Introduction

This application presupposes that the user has some basic knowledgement about DNA and its behaviour, once this requirement is fulfilled we will start explaining the application's objective.

Actually, the Shotgun is a well-known DNA sequencing method, this method has three stages: the first one consists in replicate the ADN strand you want to sequence, the second stage breaks up the strands randomly (the original and the replicated ones) and the last stage tries to regenerate the initial strand using the information obtained from the matching between the strand's pieces. This last stage is the most difficult and is affected by the errors that appear in the two previous stages.

Well, the main problem is: when the original strand is assembled from the strand's pieces, every pair of pieces must be compared to obtain the best match between them. Every pair of strand's pieces must be compared and that problem has a maximum cost of O(n^2) (where n is the number of pieces), this must be multiplied by the cost of every comparation. The algorithm that returns the best match for two given pieces has a maximum cost of O(m^2) (where m is the number of bases of the largest piece), so the comparation process has a maximum cost of O(n^2) * O(m^2), considering that the piece's number of bases is similar to the number of pieces, we will have a maximum cost of O(n^4), this cost is computationally unacceptable if we are using a n with a magnitude near or above thousand.

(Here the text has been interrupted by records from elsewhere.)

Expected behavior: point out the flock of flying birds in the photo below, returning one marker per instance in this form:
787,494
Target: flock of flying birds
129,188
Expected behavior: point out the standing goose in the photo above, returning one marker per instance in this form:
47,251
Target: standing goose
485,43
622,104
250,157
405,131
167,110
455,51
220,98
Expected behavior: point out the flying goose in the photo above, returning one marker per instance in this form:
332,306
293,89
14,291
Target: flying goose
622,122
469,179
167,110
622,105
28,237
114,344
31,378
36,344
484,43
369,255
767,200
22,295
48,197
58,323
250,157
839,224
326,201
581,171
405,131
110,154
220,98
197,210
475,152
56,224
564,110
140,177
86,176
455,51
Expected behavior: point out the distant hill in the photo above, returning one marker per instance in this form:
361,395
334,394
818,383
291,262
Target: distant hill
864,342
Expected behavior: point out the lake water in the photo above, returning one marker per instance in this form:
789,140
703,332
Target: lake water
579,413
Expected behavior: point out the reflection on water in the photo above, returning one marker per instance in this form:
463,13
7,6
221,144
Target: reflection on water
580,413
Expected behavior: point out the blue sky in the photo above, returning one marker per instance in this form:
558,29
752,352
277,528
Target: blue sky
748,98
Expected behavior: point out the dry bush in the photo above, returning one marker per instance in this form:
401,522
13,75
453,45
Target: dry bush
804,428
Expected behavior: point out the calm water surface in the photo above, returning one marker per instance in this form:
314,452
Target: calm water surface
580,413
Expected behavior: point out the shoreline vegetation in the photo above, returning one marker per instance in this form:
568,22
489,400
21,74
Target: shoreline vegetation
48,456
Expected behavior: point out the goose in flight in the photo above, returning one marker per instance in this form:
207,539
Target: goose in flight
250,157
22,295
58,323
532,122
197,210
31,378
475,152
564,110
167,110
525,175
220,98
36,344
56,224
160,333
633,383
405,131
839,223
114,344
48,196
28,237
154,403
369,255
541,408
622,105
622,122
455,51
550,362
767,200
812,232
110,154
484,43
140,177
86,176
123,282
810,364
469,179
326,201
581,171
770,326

As you have seen, the computational cost of this algorithm is unaffordable, that's why the approach to the problem must be changed: we will not use brute force, instead of that we firstly will use an algorithm with pair by pair selection, that way we will only store the candidate pairs of pieces, those where is possible to find a match; that way the initial number of comparations will be reduced in an order of magnitude. This method's cost will be O(n^2) * O(m) = O(n^3) (supposing m and n with similar magnitude), this cost is, opposite to the first one, computationally affordable.

This didactic program will try to explain the behaviour of the selection algorithm, this algorithm is based in the search of matching words inside the strands, the minimum size of these groups will be selected by the user. This way the parameters of the algorithm will be two ADN strands (in fact they are two pieces of the original strands) and a numeric selection parameter that will define the accuracy of the algorithm.